Errar devia ser património da humanidade.

Não há nada mais humano do que tropeçar nas próprias intenções. O erro é o nosso sotaque — essa maneira única e imperfeita de existir. É o som do mundo quando ainda está a ser aprendido.

Há quem passe a vida a tentar não falhar, como se viver fosse uma prova de equilíbrio. Mas quem nunca caiu, não sabe a forma exata do chão. E o chão é importante — é ele que nos ensina a levantar, que nos devolve o peso das coisas, que nos recorda que somos feitos de gravidade e esperança.

Falhar é um exercício de humildade.
É o universo a dizer-nos que ainda há muito por descobrir.
E é bom que assim seja. Se tudo desse certo à primeira, morreríamos de tédio — e de soberba.

Cair, por outro lado, é uma espécie de voo ao contrário.
O corpo desce, mas o espírito sobe.
Há um instante, entre o susto e o impacto, em que tudo fica suspenso: o tempo, o medo, a certeza. É nesse breve intervalo que percebemos que viver é sempre arriscar um pouco mais do que sabemos.

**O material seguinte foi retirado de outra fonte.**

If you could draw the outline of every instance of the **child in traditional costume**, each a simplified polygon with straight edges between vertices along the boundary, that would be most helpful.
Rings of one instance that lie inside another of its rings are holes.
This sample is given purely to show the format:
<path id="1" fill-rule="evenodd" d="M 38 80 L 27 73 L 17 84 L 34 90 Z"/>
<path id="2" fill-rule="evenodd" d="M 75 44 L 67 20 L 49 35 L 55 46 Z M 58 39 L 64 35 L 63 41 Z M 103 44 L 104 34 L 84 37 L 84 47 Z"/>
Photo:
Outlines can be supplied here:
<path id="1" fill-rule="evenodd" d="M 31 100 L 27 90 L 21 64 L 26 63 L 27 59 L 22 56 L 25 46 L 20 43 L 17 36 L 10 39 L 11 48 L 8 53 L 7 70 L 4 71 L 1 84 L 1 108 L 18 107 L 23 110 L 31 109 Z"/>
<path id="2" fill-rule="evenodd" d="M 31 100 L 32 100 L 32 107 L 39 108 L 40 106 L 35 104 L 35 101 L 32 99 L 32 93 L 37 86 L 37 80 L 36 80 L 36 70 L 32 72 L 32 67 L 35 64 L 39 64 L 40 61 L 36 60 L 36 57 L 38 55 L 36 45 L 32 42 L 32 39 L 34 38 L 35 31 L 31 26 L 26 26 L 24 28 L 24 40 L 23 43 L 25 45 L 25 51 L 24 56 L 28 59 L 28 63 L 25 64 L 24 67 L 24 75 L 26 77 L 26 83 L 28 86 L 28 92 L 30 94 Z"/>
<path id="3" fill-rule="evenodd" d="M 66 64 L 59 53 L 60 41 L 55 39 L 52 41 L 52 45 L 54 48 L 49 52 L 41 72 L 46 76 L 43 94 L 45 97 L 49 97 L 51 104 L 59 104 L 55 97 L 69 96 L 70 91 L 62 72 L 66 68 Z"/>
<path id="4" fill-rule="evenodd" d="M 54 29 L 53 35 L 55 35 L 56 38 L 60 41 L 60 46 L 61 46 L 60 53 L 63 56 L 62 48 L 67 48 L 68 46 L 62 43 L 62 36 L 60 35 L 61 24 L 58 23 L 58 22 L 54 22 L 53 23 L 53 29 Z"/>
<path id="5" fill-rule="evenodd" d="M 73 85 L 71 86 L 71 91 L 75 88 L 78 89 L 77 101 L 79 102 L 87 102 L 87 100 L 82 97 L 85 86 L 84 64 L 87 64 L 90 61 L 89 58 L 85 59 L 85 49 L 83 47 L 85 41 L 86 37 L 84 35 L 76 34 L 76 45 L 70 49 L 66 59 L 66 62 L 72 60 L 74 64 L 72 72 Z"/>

Aceitar o erro é uma forma de sabedoria.
Não dessas que se aprendem nos livros, mas das que se colhem no silêncio — entre o remorso e o riso.
Aceitar o erro é aceitar-se inteiro: o que se foi, o que se tentou, o que ainda dói.

Reerguer-se não é um ato heróico. É apenas natural.
As árvores também caem no outono e regressam à vida na primavera, sem fazer alarde. Nós é que complicamos o recomeço, como se fosse vergonha nascer outra vez.

Talvez fosse bom errar mais.
Falhar com elegância, cair com poesia.
Rir do tropeço, agradecer à pedra, pedir desculpa ao chão.
Porque no fundo, é o erro que nos salva do fim — é ele que nos mantém a caminho, que nos obriga a inventar novas direções.

E se há alguma perfeição possível, é esta: a de continuar a tentar, mesmo depois de saber que vamos falhar outra vez.